During the day and a half he spent in the hospital before he passed I went over a million things in my head. Things I wished I had said to him over the years. Things I wished I hadn’t said. Things I wished we had done together, and things I wish we hadn’t. I was angry at myself for getting mad at him for stupid things and giving him the silent treatment. Those were wasted moments that I’ll never get back. I was mad at myself for all the times he went in the bedroom to watch TV and I stayed in the other room. I could have just as easily sat in the bed with him and read my book. I was mad at myself for all the times I hurried him off the phone because I was too busy to talk to him. Most of those times he just wanted to talk for a few minutes. I was mad at myself for all the times I went to sleep without kissing him goodnight because I was too tired to roll over and do so. I was mad at myself for not being more responsible in looking out for our future because “We’ll have time to worry about that later”. Unfortunately, that later came much sooner than either of us could have ever imagined.

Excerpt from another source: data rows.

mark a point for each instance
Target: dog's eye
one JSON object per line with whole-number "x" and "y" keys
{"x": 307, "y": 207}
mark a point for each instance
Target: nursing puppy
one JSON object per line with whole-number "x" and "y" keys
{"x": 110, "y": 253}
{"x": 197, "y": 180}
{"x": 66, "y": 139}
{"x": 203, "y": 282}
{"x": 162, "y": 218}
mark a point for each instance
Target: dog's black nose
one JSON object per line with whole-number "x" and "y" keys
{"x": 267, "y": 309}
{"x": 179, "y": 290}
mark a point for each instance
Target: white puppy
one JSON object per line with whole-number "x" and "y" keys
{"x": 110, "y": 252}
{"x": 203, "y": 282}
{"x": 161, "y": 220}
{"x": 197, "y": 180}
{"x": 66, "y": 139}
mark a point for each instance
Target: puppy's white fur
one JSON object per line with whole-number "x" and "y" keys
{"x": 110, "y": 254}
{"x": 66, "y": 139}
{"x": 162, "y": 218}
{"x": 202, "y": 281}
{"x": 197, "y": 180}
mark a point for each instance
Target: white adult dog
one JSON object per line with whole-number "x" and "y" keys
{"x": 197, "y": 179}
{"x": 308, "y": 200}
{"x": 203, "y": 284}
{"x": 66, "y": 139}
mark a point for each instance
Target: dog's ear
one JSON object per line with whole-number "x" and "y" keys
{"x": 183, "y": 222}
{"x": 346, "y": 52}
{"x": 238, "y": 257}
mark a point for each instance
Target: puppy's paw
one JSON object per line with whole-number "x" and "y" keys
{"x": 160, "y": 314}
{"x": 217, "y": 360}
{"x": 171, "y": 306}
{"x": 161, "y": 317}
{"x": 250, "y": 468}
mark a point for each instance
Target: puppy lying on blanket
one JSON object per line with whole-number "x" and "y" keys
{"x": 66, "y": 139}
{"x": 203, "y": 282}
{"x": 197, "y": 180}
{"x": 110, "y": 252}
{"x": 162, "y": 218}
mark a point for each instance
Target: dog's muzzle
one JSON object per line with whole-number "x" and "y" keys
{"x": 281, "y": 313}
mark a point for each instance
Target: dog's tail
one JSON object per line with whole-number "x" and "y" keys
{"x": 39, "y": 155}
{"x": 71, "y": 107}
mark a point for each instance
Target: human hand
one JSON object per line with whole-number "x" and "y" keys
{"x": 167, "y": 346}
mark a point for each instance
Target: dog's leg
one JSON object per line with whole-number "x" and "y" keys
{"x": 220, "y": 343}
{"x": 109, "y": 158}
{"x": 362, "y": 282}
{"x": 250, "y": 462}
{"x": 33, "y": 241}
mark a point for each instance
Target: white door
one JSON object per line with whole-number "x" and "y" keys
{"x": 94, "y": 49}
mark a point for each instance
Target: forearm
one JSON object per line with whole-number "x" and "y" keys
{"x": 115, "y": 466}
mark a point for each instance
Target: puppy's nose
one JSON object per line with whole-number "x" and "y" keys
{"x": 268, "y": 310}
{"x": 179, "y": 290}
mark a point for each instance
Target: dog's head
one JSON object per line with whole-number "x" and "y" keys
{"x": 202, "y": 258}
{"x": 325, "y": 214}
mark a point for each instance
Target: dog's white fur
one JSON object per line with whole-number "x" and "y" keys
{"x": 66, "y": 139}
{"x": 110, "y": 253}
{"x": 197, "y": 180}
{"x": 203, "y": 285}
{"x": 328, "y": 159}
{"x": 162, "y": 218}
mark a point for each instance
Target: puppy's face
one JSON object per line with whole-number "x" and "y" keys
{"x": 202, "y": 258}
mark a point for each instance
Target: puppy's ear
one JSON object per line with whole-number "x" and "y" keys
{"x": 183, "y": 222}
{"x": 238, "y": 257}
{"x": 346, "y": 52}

If there was one single piece of advice I would give to anyone it’s to not ever take anything for granted. Cherish every single second you have with another person because you never know if it will be your last. Don’t waste your time being angry because that other person might die and the opportunity for forgiveness is lost forever. Tell them that you love them. Tell them that you appreciate them. Tell them you’re grateful for them. Tell them every single day, multiple times. Don’t take anything for granted, EVER, because, just like the young woman’s tattoo said, EVERY DAY IS A GIFT, NOT A GIVEN.